This challenge was a nice pwning task against a kernel module. Clearly, the final goal is to exploit it to become root. The first step is to recognize that a device /dev/supershm is present and that comes from the supershm.ko module. In the home directory of the user there is a bash script that interacts with the module, basically it allows us to create a new memory area with a certain label, assign/update a value to it and read its content.

After getting the module I started reversing it and I found some interesting things:

  • The memory areas are in the data section of the kernel module (called bin)

  • We can add up to 32 areas

  • The bin array is 320 words long (i.e.: 1280 bytes)

  • Each entry of the array is composed as follows:

    • 1 word: address of the stored data

    • 1 word: set to 0 when this entry is not used, 1 (or something else) otherwise.

    • 32 bytes: name of the entry

  • We can overflow the name: this allows to create fake entries with the address we want! The only restriction is that we cannot put nullbytes in there as strcpy() is used.

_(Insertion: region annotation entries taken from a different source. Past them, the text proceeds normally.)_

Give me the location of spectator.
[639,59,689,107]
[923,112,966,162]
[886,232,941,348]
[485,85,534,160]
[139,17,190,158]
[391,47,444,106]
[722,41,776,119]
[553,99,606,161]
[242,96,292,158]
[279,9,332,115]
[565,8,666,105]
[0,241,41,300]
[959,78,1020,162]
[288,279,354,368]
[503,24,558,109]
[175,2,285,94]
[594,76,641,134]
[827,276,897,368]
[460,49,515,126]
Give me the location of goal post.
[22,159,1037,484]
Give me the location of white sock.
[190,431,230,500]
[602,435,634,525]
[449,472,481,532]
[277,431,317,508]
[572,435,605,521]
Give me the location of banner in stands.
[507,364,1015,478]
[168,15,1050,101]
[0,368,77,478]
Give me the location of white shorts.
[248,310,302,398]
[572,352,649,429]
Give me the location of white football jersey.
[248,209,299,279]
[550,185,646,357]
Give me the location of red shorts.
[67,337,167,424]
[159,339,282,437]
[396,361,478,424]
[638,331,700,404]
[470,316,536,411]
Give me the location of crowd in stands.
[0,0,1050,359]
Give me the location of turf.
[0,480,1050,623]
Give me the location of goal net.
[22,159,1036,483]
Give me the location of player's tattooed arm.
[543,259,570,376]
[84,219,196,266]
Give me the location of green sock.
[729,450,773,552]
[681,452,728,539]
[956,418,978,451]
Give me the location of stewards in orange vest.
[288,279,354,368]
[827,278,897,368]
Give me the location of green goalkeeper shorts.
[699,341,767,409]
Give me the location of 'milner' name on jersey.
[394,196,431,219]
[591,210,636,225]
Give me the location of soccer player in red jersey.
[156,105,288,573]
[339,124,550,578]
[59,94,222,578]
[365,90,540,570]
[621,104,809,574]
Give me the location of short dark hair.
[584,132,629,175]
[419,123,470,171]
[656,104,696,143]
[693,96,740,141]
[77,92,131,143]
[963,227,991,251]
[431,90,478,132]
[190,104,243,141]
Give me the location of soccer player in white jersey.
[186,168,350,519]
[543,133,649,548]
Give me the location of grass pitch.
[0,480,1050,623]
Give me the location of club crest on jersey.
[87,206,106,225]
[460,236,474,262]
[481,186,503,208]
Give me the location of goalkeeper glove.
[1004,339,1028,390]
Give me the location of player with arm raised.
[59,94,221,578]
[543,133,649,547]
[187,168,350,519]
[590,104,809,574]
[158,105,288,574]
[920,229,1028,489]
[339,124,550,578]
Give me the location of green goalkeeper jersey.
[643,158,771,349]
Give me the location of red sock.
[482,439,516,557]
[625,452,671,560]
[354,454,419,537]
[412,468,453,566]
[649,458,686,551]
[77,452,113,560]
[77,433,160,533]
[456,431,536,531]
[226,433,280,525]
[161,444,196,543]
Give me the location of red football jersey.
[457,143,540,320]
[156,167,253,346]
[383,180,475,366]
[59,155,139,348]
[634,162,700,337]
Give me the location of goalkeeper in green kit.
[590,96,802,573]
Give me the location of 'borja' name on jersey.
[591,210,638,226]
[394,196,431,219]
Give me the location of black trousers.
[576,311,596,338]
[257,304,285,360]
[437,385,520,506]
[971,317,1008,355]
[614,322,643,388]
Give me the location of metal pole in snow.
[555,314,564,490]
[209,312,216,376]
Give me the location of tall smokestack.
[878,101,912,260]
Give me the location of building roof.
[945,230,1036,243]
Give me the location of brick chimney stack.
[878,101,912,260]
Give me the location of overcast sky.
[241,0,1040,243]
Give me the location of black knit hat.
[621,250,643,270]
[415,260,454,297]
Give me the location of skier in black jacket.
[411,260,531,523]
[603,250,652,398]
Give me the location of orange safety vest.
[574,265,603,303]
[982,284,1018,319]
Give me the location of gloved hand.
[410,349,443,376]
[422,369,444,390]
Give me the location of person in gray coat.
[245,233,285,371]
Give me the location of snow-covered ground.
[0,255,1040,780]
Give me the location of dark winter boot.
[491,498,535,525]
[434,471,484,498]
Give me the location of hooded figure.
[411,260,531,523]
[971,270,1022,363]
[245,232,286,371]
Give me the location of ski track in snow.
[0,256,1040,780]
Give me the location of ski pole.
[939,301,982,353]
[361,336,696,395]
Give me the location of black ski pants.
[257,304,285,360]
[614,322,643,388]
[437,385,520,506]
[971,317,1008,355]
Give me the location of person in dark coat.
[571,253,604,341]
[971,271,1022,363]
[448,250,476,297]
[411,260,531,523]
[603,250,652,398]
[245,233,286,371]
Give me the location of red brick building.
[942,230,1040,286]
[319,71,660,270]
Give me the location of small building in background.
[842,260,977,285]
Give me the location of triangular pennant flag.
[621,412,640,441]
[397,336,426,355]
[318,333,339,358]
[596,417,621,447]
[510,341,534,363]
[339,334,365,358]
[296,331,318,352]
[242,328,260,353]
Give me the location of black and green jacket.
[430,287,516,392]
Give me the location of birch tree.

If we have a fake entry we can read from abritrary addresses and write whatever we’d like in there (except from nullbytes). This little Python script generates commands to read from any address.

So my plan was as to overwrite one entry of the syscall table with a custom function that calls commit_creds and prepare_kernel_cred (luckily /proc/kallsyms was available so we knew the addresses of those things).

Here is my final exploit, the only tricky part was to get it compiled and transferred to the machine. I used dietlibc, statically cross-compiled the exploit for ARM and copied it to the machine using base64 encoding/decoding.